About a year and a half ago, someone explained the principle underlying how a peltier tile works to me. If your unaware of these amazing little gizmos, they essentially have the power to create a heat difference; connect the tile to a power source, heat one side, and the other side will cool. Conversely, chuck an ice cube on one side, and the other side will get hot. They're often used in small mini fridges like the one you might have had in a student dorm, and rely on the warm ambient temperature on one side to chill the interior of the fridge on the other.
This ability to create a temperature difference can also be exploited in another way; if you create the temperature difference yourself, the tile can generate power. I first saw this in the following youtube video, and was baffled at how efficient it can be.

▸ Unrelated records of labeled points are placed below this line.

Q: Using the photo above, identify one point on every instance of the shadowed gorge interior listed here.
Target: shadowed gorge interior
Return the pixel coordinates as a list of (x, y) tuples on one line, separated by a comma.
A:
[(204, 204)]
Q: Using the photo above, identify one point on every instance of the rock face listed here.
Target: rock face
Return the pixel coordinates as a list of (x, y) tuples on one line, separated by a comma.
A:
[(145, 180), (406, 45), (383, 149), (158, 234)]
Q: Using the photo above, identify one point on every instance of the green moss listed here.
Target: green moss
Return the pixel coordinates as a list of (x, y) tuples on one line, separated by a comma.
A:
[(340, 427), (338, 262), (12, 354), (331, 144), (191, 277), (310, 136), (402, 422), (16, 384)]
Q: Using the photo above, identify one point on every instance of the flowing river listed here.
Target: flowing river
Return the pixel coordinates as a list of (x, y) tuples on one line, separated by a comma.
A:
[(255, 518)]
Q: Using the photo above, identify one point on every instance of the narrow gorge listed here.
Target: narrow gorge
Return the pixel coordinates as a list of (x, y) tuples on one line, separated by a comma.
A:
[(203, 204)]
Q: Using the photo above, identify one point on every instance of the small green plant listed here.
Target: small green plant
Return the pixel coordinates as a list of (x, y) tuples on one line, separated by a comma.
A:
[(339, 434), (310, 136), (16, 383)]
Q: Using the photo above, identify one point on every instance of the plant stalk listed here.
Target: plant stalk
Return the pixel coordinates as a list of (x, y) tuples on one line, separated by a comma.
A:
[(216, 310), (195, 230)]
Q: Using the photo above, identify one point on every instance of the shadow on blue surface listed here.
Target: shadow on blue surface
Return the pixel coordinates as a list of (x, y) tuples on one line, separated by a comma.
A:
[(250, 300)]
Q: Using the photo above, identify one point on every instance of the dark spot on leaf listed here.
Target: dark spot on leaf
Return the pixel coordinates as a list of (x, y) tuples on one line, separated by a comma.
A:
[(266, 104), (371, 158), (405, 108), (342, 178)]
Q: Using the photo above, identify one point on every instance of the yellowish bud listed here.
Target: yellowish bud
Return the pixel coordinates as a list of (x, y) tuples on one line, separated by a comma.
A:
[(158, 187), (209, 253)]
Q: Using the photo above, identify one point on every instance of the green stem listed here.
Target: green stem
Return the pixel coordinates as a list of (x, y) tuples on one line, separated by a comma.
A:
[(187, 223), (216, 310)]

The major issue with generating power through peltier tiles is that without something to constantly apply an inverse temperature to the other side, the heat will diffuse through the device, and as a temperature difference no longer exists, no power is generated. Because of this, peltiers often feature a large heatsink on one side to cool it as quickly as possible.
I commute year round via bicycle, and in the UK this means spending a great deal of time in the dark. I've got an excellent set of lights that I use for both mountain biking and commuter duties, but remembering to keep them charged is a pain, as well as continually checking the rear of my bike as I'm riding along to ensure that my rear blinker hasn't run out of juice.
I realised that if I planted a peltier tile into my seat, I could harness the thermal energy produced from my body, and rely on the air rushing underneath the seat to cool the other side of the peltier tile. The current put out by a peltier is very small, so I ordered an ultra low voltage converter to transform it into something that could power 2 small red LED's.
I then set about hacking an old seat to pieces. I managed to find something that was wide enough to accommodate 2 peltiers side by side. These were inserted into the seat, along with an aluminium backing plate (having ceramic outer plates for good thermal conductivity, peltiers are very delicate) and an old aluminium heatsink that I bent into shape.
The end result was a very rough principle proving prototype of the system. I set my trusty commuter up on a turbo trainer, and put the saddle on the bike. I then start down and sat pedalling. After a few seconds, the LED's began to glow, and continued to do so as I stayed seated.
The addition of a small capacitor in the circuit would mean that the LED's could stay lit for a minute or so after getting of the saddle, for long efforts standing up or waiting at traffic lights.
Although perhaps not a feasible commercial product due to much more efficient dynamo's, I enjoyed playing around and am considering taking the project further. Expect a line of thermally conductive lycra soon!